Services publics : "La crise sanitaire et l’état d’urgence ont révélé des inégalités encore plus criantes", dénonce le Défenseur des droits

Depuis le début de la crise du coronavirus, une bonne partie des réclamations adressées au Défenseur des droits et à ses délégués concernent les services publics. Ils ont reçu 870 saisines à ce sujet, notamment sur la fermeture de nombreux bureaux de poste.

Un bureau de Poste fermé.
Un bureau de Poste fermé. (ALEX BAILLAUD / MAXPPP)

"La crise sanitaire et l’état d’urgence qui en découle ont révélé des inégalités encore plus criantes", dénonce le Défenseur des droits, Jacques Toubon, dans une synthèse publiée lundi 7 juin, en même temps que son rapport d'activité 2019. L'institution explique s'être "efforcée de défendre les droits de chacune et de chacun dans les problèmes les plus quotidiens qu’ils ont pu rencontrer : les refus de paiement en espèces, les conséquences de la fermeture des bureaux de poste, l’accès des parents seuls avec enfants ou de personnes handicapées aux supermarchés."

870 saisines sur la fermeture des bureaux de poste

Depuis le début de la crise du coronavirus, une bonne partie des réclamations adressées au Défenseur des droits et à ses délégués concernent les services publics. Ils ont reçu 870 saisines à ce sujet, notamment sur la fermeture de nombreux bureaux de poste.
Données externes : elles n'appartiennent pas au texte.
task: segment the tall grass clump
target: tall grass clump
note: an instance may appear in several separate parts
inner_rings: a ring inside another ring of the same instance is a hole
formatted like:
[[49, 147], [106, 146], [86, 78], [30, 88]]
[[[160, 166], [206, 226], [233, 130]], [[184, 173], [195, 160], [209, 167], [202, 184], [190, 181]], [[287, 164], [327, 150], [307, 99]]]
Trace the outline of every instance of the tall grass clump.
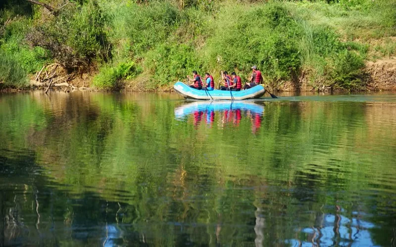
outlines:
[[40, 70], [50, 60], [48, 50], [40, 47], [29, 47], [25, 37], [31, 21], [24, 17], [14, 18], [4, 26], [0, 37], [0, 50], [12, 56], [28, 73]]
[[[247, 77], [250, 67], [256, 65], [266, 81], [275, 83], [298, 71], [298, 27], [281, 4], [254, 7], [227, 5], [220, 8], [215, 31], [205, 47], [208, 66], [217, 64], [225, 70], [242, 71]], [[230, 16], [234, 18], [230, 20]]]
[[111, 56], [105, 25], [107, 17], [95, 0], [83, 5], [69, 4], [59, 14], [37, 23], [27, 35], [35, 46], [49, 50], [68, 69], [86, 68]]
[[111, 22], [108, 28], [116, 60], [142, 57], [172, 36], [180, 13], [167, 1], [139, 5], [132, 1], [102, 3]]
[[25, 70], [12, 56], [0, 51], [0, 88], [20, 88], [27, 84]]

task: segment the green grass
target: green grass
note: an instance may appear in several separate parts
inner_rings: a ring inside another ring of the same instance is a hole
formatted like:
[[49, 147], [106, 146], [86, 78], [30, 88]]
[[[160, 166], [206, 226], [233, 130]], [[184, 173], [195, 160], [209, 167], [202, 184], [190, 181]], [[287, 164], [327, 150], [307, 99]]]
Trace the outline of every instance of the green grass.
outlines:
[[9, 54], [0, 52], [0, 89], [20, 88], [27, 84], [27, 75], [22, 66]]
[[[170, 86], [196, 70], [216, 81], [221, 70], [247, 78], [256, 65], [272, 87], [303, 79], [313, 88], [356, 90], [365, 85], [365, 60], [396, 54], [391, 0], [79, 2], [56, 17], [37, 7], [18, 17], [0, 34], [0, 50], [28, 73], [51, 59], [69, 70], [98, 65], [94, 85], [103, 89], [122, 87], [142, 72], [146, 89]], [[12, 9], [0, 12], [0, 20]], [[345, 59], [353, 65], [339, 70]], [[120, 75], [117, 66], [130, 61], [139, 72]]]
Ce difficile accès à la Banque postale a compliqué le versement des aides sociales aux personnes précaires et vulnérables qui ne peuvent retirer l'argent qu'à un guichet. Jacques Toubon a alerté et obtenu la réouverture progressive des bureaux.

Saisi par plusieurs associations au sujet de la fermeture de l'enregistrement des demandes d'asile en Île-de-France et l'arrêt de la plateforme téléphonique de l'Office français de l'immigration et de l'intégration, le Défenseur des droits a œuvré en faveur de leur réactivation. Dans le domaine de la justice, il a réclamé la mise à disposition de matériel de protection sanitaire pour les avocats et les justiciables.

Le Défenseur des droits a également agi en faveur des détenus, en collaboration avec la Contrôleure générale des prisons, en vue du désengorgement des prisons en période de crise sanitaire. Ils ont réclamé des aménagements de peine et des libérations anticipées, une demande qui a été suivie par le ministère de la Justice. "Le nombre de détenus est actuellement inférieur au nombre de places", souligne le rapport. Le Défenseur des droits a également créé un numéro de téléphone pour permettre aux détenus de contacter des juristes et de connaitre leurs droits, dans une période où les parloirs ont été supprimés et où les délais maximums de détentions préventives ont été prolongés. À ce sujet, le Défenseur des droits a demandé un contrôle du Conseil constitutionnel, qui a édicté qu'un juge judiciaire devait examiner chaque prolongation de détention préventive.

Concernant les droits de l'enfant, il y a eu 127 saisines depuis le début de la crise sanitaire. Une dizaine de saisines et de nombreux coups de fils concernaient des enfants refusés à l'entrée de supermarchés, ce qui rendait impossible l'accès aux biens de première nécessité pour les familles monoparentales, pointe le rapport. Le Défenseur des droits est intervenu auprès de toutes les grandes enseignes et du gouvernement et a obtenu l'arrêt de ces pratiques. La même démarche a été effectuée pour permettre à des personnes en situation de handicap d'être accompagnées pendant leurs courses. Le Défenseur des droits a par ailleurs alerté contre la mise à l'écart d'enfants de soignants, séparés des autres enfants lors du déconfinement dans certains établissements scolaires.

Des propos déplacés de la part des forces de sécurité

Depuis le début de la crise sanitaire, 169 saisines ont concerné la déontologie des forces de sécurité. Plusieurs réclamations portent sur des contestations de verbalisation, des violences ou des propos déplacés lors du contrôle des attestations de sortie. Le Défenseur des droits a aussi agi afin que les personnes non-voyantes n'aient pas à fournir d'attestation et pour la mise en place d'une attestation en langage "facile à lire et à comprendre" pour les personnes à déficience mentale et personnes ne parlant pas français.

Enfin, 290 saisines ont pointé des discriminations qui seraient intervenues en lien avec la crise sanitaire. Le Défenseur des droits a notamment reçu 70 réclamations sur le refus par certains commerçants d'accepter le paiement en espèce au profit de paiements électroniques. D'après l'institution, cela empêche les personnes en situation de précarité d'avoir accès aux produits de première nécessité. Jacques Toubon a publiquement alerté sur cette pratique interdite, pourtant des refus de paiement en espèce sont toujours signalés depuis le déconfinement.